24 juillet 2007

«Vino» remet la transfusion homologue à la mode

En désuétude depuis la mise au point d'un test efficace, en 2004, la transfusion sanguine homologue n'est pas si obsolète comme le prouve le contrôle positif du Kazakh Alexandre Vinokourov sur un Tour de France où il est de plus en plus mal vu de se promener avec des poches de sang.

Françoise Chaptal

L'homologue prend ainsi sa revanche sur sa version soi-disant améliorée, la transfusion autologue, qui possède l'immense avantage pour les tricheurs d'être encore totalement indétectable. Indétectable mais pas discrète puisque cette méthode de régénération - avec son propre sang - nécessite un arsenal ostentatoire de transport et de réfrigération. À chacune ses défauts.

La transfusion homologue - avec un sang ayant les mêmes groupes et rhésus - n'implique que la présence très ponctuelle, aux côtés du sportif, d'un donneur compatible et volontaire. Elle a l'avantage de ne pas «pomper» le sportif qui cherche à améliorer sa performance et se trouve donc affaibli temporairement par le retrait de sang.

Elle reste enfin d'une grande maniabilité par rapport au processus quasi industriel de l'autologue, ainsi décrit par le professeur Michel Audran, hématologue : « Avant une compétition, un sportif s'injecte deux poches de sang et s'en retire une. À la fin de la compétition, il se retire à nouveau du sang qu'il va conserver quatre semaines. Après quatre semaines, il se réinjecte deux poches et s'en retire une de manière à toujours conserver une poche de sang disponible. »

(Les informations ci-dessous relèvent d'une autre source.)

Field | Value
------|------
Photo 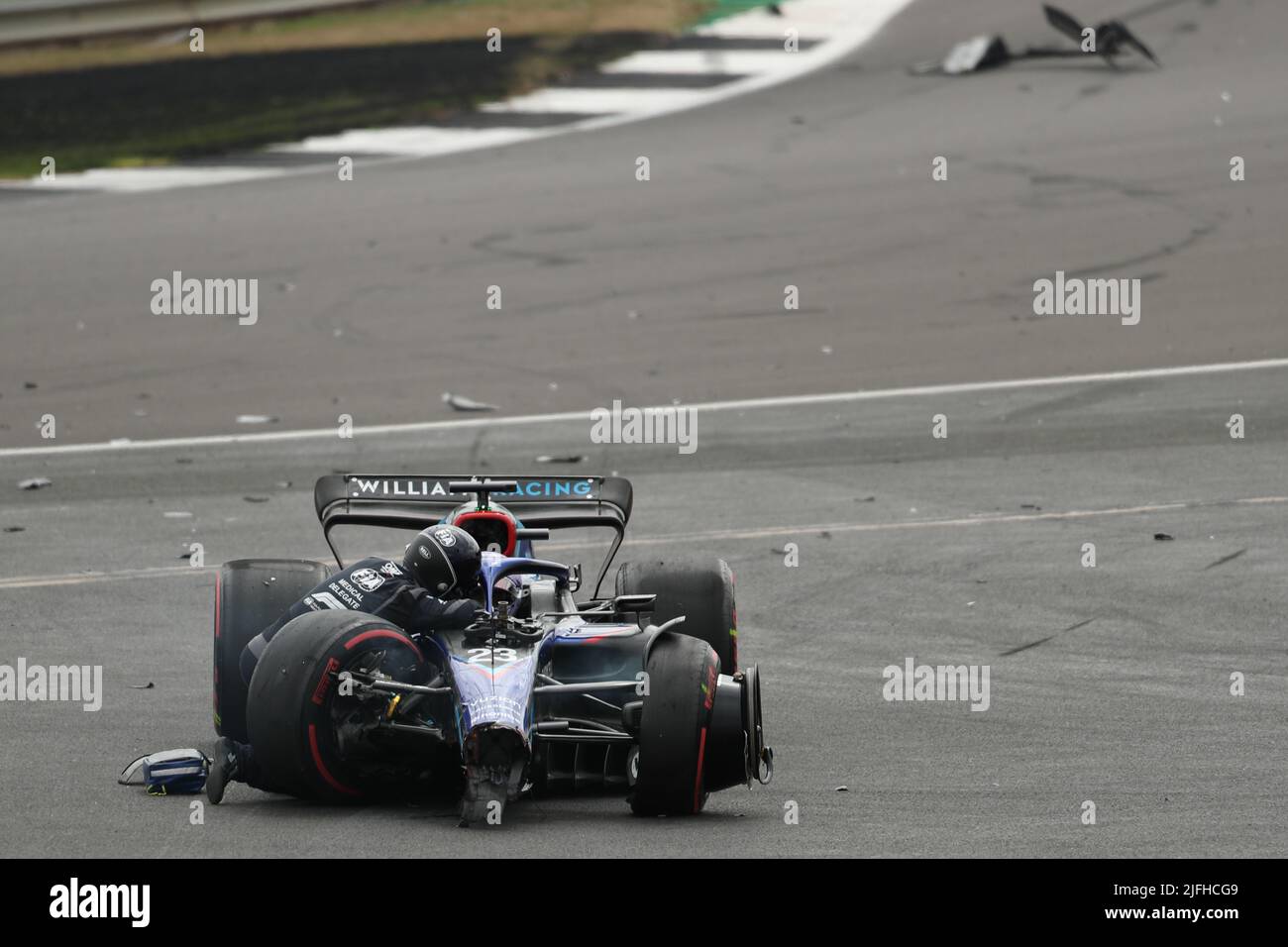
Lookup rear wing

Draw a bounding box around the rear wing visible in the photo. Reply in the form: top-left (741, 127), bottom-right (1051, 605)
top-left (313, 474), bottom-right (635, 595)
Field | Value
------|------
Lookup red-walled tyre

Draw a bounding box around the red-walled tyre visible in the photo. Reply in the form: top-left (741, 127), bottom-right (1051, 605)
top-left (213, 559), bottom-right (331, 743)
top-left (615, 557), bottom-right (738, 674)
top-left (248, 611), bottom-right (424, 802)
top-left (630, 631), bottom-right (720, 815)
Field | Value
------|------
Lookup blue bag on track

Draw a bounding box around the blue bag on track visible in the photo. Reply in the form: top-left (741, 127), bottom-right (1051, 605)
top-left (116, 750), bottom-right (210, 796)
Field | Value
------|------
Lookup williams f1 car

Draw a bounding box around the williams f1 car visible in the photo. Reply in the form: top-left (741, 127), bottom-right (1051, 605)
top-left (214, 474), bottom-right (773, 823)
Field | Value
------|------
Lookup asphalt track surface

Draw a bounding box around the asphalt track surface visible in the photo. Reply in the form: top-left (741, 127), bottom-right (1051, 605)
top-left (0, 0), bottom-right (1288, 857)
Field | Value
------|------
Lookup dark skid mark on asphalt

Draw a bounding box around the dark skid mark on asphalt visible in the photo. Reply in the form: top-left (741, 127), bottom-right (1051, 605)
top-left (555, 71), bottom-right (744, 89)
top-left (1002, 618), bottom-right (1095, 657)
top-left (1203, 549), bottom-right (1248, 573)
top-left (999, 381), bottom-right (1145, 424)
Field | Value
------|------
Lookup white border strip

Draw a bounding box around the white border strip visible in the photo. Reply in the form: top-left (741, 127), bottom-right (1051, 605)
top-left (0, 496), bottom-right (1288, 591)
top-left (0, 359), bottom-right (1288, 458)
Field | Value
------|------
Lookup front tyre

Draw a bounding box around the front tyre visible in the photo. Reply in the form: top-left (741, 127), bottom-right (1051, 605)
top-left (248, 611), bottom-right (424, 802)
top-left (630, 631), bottom-right (720, 815)
top-left (214, 559), bottom-right (330, 743)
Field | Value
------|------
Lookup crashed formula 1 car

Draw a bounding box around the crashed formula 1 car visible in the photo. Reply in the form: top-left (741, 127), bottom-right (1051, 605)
top-left (910, 4), bottom-right (1160, 76)
top-left (214, 474), bottom-right (773, 822)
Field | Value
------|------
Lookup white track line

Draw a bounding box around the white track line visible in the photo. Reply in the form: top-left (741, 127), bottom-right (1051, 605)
top-left (600, 49), bottom-right (795, 76)
top-left (0, 0), bottom-right (912, 192)
top-left (480, 86), bottom-right (709, 116)
top-left (18, 164), bottom-right (287, 193)
top-left (0, 359), bottom-right (1288, 458)
top-left (0, 496), bottom-right (1288, 591)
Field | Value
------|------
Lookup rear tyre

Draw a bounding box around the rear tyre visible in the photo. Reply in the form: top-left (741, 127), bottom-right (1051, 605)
top-left (615, 557), bottom-right (738, 674)
top-left (214, 559), bottom-right (331, 743)
top-left (630, 631), bottom-right (720, 815)
top-left (248, 611), bottom-right (424, 802)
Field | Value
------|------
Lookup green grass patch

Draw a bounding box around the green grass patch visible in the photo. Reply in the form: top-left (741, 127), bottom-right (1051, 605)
top-left (0, 0), bottom-right (703, 177)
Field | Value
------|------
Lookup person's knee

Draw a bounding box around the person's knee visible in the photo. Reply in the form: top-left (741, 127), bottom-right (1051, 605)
top-left (237, 634), bottom-right (268, 686)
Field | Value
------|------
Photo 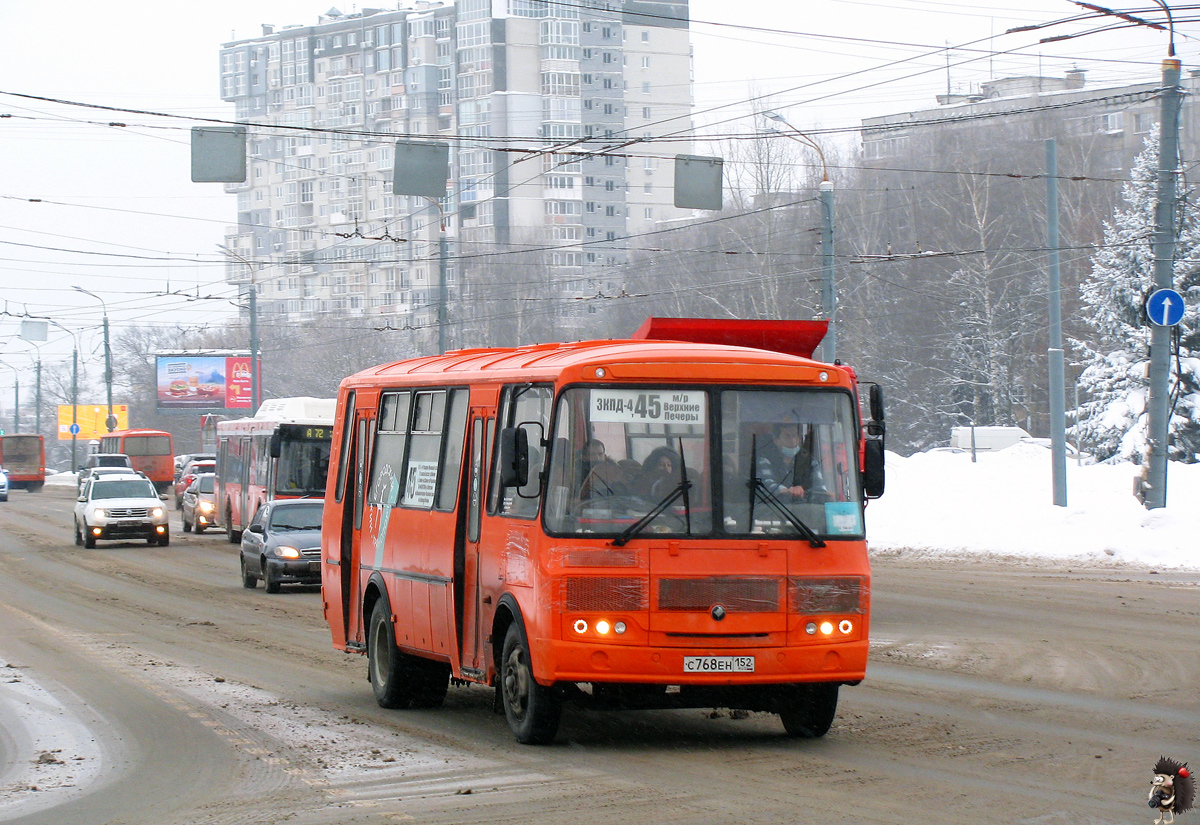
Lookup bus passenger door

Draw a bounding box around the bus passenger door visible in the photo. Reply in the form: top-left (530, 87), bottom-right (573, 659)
top-left (455, 408), bottom-right (493, 678)
top-left (342, 414), bottom-right (374, 646)
top-left (234, 435), bottom-right (254, 532)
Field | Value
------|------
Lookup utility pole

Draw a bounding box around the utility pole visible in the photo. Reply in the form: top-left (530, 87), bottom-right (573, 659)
top-left (762, 112), bottom-right (838, 363)
top-left (1141, 54), bottom-right (1182, 510)
top-left (821, 177), bottom-right (838, 363)
top-left (1046, 138), bottom-right (1067, 507)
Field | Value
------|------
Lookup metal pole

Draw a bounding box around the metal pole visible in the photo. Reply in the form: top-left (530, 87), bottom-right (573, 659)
top-left (1142, 58), bottom-right (1181, 510)
top-left (821, 180), bottom-right (838, 363)
top-left (250, 281), bottom-right (258, 415)
top-left (71, 344), bottom-right (79, 472)
top-left (101, 311), bottom-right (116, 433)
top-left (1046, 138), bottom-right (1067, 507)
top-left (438, 230), bottom-right (448, 353)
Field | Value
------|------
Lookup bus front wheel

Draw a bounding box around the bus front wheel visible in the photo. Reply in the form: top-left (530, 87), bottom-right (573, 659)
top-left (779, 682), bottom-right (838, 739)
top-left (500, 622), bottom-right (563, 745)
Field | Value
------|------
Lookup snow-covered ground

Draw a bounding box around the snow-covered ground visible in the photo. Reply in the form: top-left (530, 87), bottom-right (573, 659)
top-left (866, 444), bottom-right (1200, 570)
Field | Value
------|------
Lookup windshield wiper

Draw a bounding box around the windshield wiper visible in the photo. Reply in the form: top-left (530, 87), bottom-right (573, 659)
top-left (746, 436), bottom-right (826, 547)
top-left (612, 439), bottom-right (691, 547)
top-left (612, 478), bottom-right (691, 547)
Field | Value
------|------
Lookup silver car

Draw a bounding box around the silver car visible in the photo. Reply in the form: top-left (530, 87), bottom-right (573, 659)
top-left (74, 475), bottom-right (170, 548)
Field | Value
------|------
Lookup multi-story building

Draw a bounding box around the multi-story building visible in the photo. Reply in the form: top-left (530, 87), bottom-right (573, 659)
top-left (221, 0), bottom-right (691, 345)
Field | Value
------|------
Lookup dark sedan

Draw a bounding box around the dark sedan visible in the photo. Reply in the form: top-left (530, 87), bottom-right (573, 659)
top-left (241, 499), bottom-right (324, 592)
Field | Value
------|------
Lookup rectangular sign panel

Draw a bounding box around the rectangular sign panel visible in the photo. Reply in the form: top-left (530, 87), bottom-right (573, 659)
top-left (59, 404), bottom-right (130, 441)
top-left (155, 353), bottom-right (262, 413)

Puerto et Turin, les tournants
« On estime qu'un sportif peut réaliser jusqu'à douze transfusions et retraits sur une saison », poursuit le Pr. Audran. Conservé à quatre degrés, dans des glacières ou réfrigérateurs, le sang peut se garder six semaines. Il peut également être congelé pendant plusieurs mois.

« Ca paraît difficile aujourd'hui de se balader sur les courses et de descendre dans les hôtels du Tour avec ses glacières », expliquait, avant le départ du Tour Pascal Gorin, ancien commandant à la Brigade des stupéfiants de Paris. « Ca pose un vrai problème de discrétion. Aujourd'hui, on arrive les mains dans les poches. »

À ce titre, l'action de la police est décisive dans l'état de disgrâce que semble traverser l'autologue : l'affaire des skieurs autrichiens surpris en pleine cohabitation avec du matériel de transfusion lors des jeux Olympiques de Turin en 2006 et surtout, trois mois plus tard, le scandale Puerto et la saisie à Madrid, chez le dr Eufemiano Fuentes, d'une quantité impressionnante de centrifugeuses, poches, et autres glacières, a sans doute rabiboché le peloton des tricheurs avec une méthode homologue abandonnée après la mise au point du test de détection, en 2004.

Cette année-là, l'Américain Tyler Hamilton, sur la Vuelta, puis un mois plus tard de son coéquipier espagnol de Phonak Santi Perez avaient été les deux premières et dernières victimes du dépistage élaboré par le laboratoire de Lausanne. Jusqu'à Alexandre Vinokourov.